Stars of Sundance: Ben Schnetzer

Back In January, V Caught Up With All Of The Stars Of This Year's Sundance Film Festival For Our Fashion & Film Issue. Below, Ben Schnetzer, talks working with James Franco and Nick Jonas on the Franco-produced film Goat

Back In January, V Caught Up With All Of The Stars Of This Year's Sundance Film Festival For Our Fashion & Film Issue. Below, Ben Schnetzer, talks working with James Franco and Nick Jonas on the Franco-produced film Goat

Photography: Charlie Engman

Styling: Emma Wyman

Text: Natasha Stagg

Ben Schnetzer played a gay activist in 1980s UK (Pride), a Jewish refugee in 1940s Germany (The Book Thief), a hopeless New Romantic in 2000s Utah (Punk’s Dead: SLC Punk 2), and a wizard in Azeroth (Warcraft), among other roles, before shooting the raw college-age drama Goat (based on the memoir by Brad Land), in which he stars. “It certainly isn’t like I’m reading scripts thinking I need to do something really different,” he laughs. “But you want to stretch yourself and challenge yourself; that’s really the major turn on when you’re going into work.”

He plays fraternity pledge Brad, younger brother of fraternity member Brett (Nick Jonas). The film only spans a few weeks and so leaves itself no room to shy away from any gory details of the hazing process Brad endures (while Brett oversees). Every scene is measured with purpose: a cameo by executive producer James Franco, for example, serves as reminder that fraternities are indeed for life. “We had I think four weeks to shoot it,” says Schnetzer. “The subject matter is quite intense, so we just went into fifth gear to finish it. It serves the film in the end—I think it would have been difficult to maintain that momentum over the course of a three-month shoot.” Goat is in an almost uncomfortably high gear film from start to finish; much like the hazing rituals it depicts, watching it feels like a test of endurance if only because it looks to be—and is based on something—so real. “When we were shooting the hazing stuff, if it was a question of should we do it for real or should we not, we always did it for real,” Schnetzer says. “But there were a few moments—the humiliation scenes, like where they made us get in a pyramid in our underwear, and it was weird; that was a lot harder than any of the physical stuff.”

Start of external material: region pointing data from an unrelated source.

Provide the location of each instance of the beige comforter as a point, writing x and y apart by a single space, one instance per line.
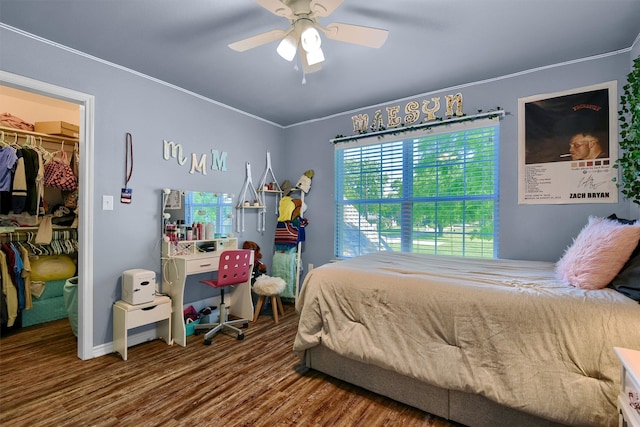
506 330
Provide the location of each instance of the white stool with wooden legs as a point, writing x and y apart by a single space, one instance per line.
266 286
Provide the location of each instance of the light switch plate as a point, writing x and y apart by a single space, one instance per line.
107 203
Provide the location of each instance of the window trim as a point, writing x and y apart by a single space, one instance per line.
407 140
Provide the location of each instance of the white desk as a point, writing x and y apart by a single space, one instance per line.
178 263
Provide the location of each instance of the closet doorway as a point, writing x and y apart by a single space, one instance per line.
84 104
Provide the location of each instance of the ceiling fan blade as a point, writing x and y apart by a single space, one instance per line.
321 8
306 68
276 7
258 40
356 34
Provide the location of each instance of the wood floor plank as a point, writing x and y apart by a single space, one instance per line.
257 381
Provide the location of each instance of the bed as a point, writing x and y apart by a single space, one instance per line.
476 341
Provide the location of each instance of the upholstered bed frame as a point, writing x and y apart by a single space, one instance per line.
466 408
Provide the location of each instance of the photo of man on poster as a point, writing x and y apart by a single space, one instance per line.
567 128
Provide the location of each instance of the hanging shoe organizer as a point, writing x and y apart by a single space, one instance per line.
268 185
249 199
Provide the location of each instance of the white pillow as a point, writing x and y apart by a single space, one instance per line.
598 253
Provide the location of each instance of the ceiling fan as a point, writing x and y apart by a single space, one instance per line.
302 34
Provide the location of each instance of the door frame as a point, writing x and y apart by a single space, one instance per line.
85 218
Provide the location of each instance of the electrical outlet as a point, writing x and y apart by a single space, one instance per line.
107 203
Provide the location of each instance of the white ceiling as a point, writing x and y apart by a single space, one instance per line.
432 45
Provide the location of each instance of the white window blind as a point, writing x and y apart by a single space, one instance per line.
431 192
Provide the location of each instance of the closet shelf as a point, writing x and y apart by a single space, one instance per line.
50 142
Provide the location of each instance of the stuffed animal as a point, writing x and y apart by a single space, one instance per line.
259 268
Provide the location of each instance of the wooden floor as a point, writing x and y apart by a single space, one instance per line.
254 382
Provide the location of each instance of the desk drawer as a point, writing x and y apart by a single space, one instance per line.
203 265
148 315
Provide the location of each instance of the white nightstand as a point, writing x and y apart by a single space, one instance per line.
629 397
128 316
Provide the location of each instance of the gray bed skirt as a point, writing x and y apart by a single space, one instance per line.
465 408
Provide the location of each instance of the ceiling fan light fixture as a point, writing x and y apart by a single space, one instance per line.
309 37
315 56
288 47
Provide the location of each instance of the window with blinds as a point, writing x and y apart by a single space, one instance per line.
433 193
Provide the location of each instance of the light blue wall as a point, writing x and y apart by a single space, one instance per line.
535 232
128 237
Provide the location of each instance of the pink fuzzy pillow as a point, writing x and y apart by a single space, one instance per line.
598 253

Perhaps like joining a frat, the struggle made soaking up the film’s success at Sundance all the more enjoyable. Not that Schnetzer or Jonas had much life experience on which to compare the payoff. “[Director Andrew Neel] and I were joking around about how we have this movie about a fraternity and a bunch of actors who either didn’t go to college or who all went to acting school,” Schnetzer says. And research proved slightly more difficult than the actor had imagined. “A buddy of mine was in a fraternity and he just didn’t talk about it. It wasn’t like he signed a code of silence. He was just like, ‘I don’t want to talk about it.’”

After everything, the film was met with more than critical acclaim. “I guess Nick is used to those high-intensity events,” Schnetzer says of Sundance. “He reminded me a couple times to just take it in, look around, and enjoy the work we put into this. There was a moment on the carpet during the premiere when there was a million flashes going off and he just grabbed my shoulder and was like, ‘Dude, look at this.’ All of a sudden things just parted and time slowed down.”